It’s a complex process. Designs are complicated, teams are dispersed, everyone is busy. And oh, the work is invisible. Does your project management tool ensure everyone is moving critical work forward?
Complex problems require powerful tools. That’s Playbook. It makes project information visible, actionable and predictable so that you can get there on time, every time.
The biggest cause of slow projects is people working on the wrong thing at the wrong time.
Most projects have hundreds of tasks that need to be completed. And people are often on multiple projects. So how do they decide what to work on each day? They usually guess. And if they guess wrong, the project could slide a day without anyone knowing. One day might not sound like much, but if you only have the correct priorities half the time, the project will double in length.
Playbook makes correct work priorities clear for everyone, across all their projects, every day.
Let’s face it. Things change. Product development projects proceed a lot better when there’s a plan. But let’s be clear. We’re talking about a plan, not a schedule.
A plan is flexible and allows the team to adapt, respond to changes, and see the impact of change, easily. We know it’s going to change, but we also know we’ll do better if we have some clarity around what needs to be done, in what order, by whom, and how long it will take.
Details in the plan are best provided by the people actually doing the work, so Playbook was designed with a simple planning tool that even busy people can use. The additional benefit of having the team members actively participate is that the plans are not only more accurate, but everyone is bought in and knows what’s going on. That’s how high-performing teams win.

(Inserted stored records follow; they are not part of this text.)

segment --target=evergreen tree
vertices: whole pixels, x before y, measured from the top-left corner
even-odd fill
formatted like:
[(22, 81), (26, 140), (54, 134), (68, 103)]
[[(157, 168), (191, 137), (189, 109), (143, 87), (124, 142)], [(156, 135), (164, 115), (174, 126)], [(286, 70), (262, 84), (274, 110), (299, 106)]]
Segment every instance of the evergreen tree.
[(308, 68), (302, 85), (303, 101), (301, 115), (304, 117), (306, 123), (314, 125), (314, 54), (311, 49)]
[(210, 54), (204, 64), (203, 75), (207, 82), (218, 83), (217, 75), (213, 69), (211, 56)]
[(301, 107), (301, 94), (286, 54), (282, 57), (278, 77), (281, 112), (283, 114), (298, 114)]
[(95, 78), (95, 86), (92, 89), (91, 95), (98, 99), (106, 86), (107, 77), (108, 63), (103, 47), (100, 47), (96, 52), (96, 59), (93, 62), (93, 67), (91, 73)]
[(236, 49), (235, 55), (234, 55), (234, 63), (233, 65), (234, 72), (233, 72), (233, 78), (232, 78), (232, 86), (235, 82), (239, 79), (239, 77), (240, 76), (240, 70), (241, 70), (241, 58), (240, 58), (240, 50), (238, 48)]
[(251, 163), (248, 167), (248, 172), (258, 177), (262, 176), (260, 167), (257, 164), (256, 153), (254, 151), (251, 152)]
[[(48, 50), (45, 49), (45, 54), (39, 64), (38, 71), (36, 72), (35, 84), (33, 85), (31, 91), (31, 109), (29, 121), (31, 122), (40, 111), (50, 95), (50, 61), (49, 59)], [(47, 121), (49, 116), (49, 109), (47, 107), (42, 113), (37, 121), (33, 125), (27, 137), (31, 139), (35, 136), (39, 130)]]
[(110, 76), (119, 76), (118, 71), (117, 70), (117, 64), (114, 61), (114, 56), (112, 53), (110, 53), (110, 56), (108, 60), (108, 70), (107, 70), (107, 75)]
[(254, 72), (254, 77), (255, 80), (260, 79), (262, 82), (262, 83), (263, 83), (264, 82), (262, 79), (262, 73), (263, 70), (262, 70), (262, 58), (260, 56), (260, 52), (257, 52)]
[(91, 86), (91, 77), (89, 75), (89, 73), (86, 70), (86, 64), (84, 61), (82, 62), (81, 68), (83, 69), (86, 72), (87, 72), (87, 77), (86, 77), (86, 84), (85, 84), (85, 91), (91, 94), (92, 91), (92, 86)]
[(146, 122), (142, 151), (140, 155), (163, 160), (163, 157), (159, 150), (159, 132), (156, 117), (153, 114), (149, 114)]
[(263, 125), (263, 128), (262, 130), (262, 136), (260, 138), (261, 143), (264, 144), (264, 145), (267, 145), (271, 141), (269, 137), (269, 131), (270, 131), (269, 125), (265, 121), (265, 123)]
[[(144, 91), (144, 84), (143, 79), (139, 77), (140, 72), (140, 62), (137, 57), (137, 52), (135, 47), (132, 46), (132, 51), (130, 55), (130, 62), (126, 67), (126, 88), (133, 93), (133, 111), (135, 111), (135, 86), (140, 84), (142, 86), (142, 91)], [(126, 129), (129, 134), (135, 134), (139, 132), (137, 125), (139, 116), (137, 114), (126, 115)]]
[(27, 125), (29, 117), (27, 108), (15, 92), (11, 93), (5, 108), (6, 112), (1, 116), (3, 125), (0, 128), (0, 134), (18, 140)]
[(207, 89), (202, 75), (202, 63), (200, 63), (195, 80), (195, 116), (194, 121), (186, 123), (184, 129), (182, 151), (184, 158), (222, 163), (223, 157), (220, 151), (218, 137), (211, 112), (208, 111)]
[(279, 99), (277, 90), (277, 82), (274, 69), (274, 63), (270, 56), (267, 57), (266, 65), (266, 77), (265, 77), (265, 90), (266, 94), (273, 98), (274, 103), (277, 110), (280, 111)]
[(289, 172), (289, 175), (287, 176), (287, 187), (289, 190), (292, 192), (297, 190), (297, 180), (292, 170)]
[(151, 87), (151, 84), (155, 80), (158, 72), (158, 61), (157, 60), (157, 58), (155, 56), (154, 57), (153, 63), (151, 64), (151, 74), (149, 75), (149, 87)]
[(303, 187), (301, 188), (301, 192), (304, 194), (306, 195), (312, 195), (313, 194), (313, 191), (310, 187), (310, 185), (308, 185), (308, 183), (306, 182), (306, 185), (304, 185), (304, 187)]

The high level of uncertainty in product development makes long-term planning impractical. The good news is it’s also unnecessary.
Playbook allows you to create high-level outlines when you start, and then add increasing amounts of detail as that work gets closer.
This means the near-term work is detailed enough that everyone knows exactly what needs to be done, and when it needs to be done before it impacts the end date.
Playbook takes the buffers out of individual tasks and uses a shared buffer instead. This helps eliminate multitasking and creates more accurate plans and faster projects.
Monitoring the buffers also helps you know when a project is going off track, immediately. So management and teams can take action to mitigate delays the instant they happen. And all of these impact reasons are saved so you can analyze them later to look for systemic issues.
Did you ever consider that some of the information shared in a bi-weekly status meeting is literally two weeks old?
High-performing systems require fast feedback. Short and frequent standup meetings do this by uncovering blockages and communicating issues as soon as they occur.
Playbook processes all of this critical information and facilitates the meetings to ensure these issues are resolved and everyone knows their priorities, every day.
Did you know it’s possible to double the duration of your existing projects simply by adding just 10% more work? Just like rush hour traffic, the impact of overloading a busy system can be exponential.
Wouldn’t it be nice to know if that was happening on your projects, immediately?
Playbook can tell you before it happens, or if you’ve already done it.
Traditional project management methods rely on due dates and pushing tasks on people. Lean manufacturing and Kanban systems taught us the transformational power of pull systems. So why don’t we use them in project management? Playbook does.
Eliminate multitasking, manage WIP, happier teams.
All in one step.
Most managers find out about late projects after they are late. But that’s like applying your brakes after you’ve hit something. Wouldn’t it be nice to predict it before it happens?
Monitoring resource loading helps, but it’s possible to get false alarms. The best early indicator of a late project is the size of the queues.
Playbook was designed to monitor the queues and give you advance notice so you can take action long before the project is actually delayed.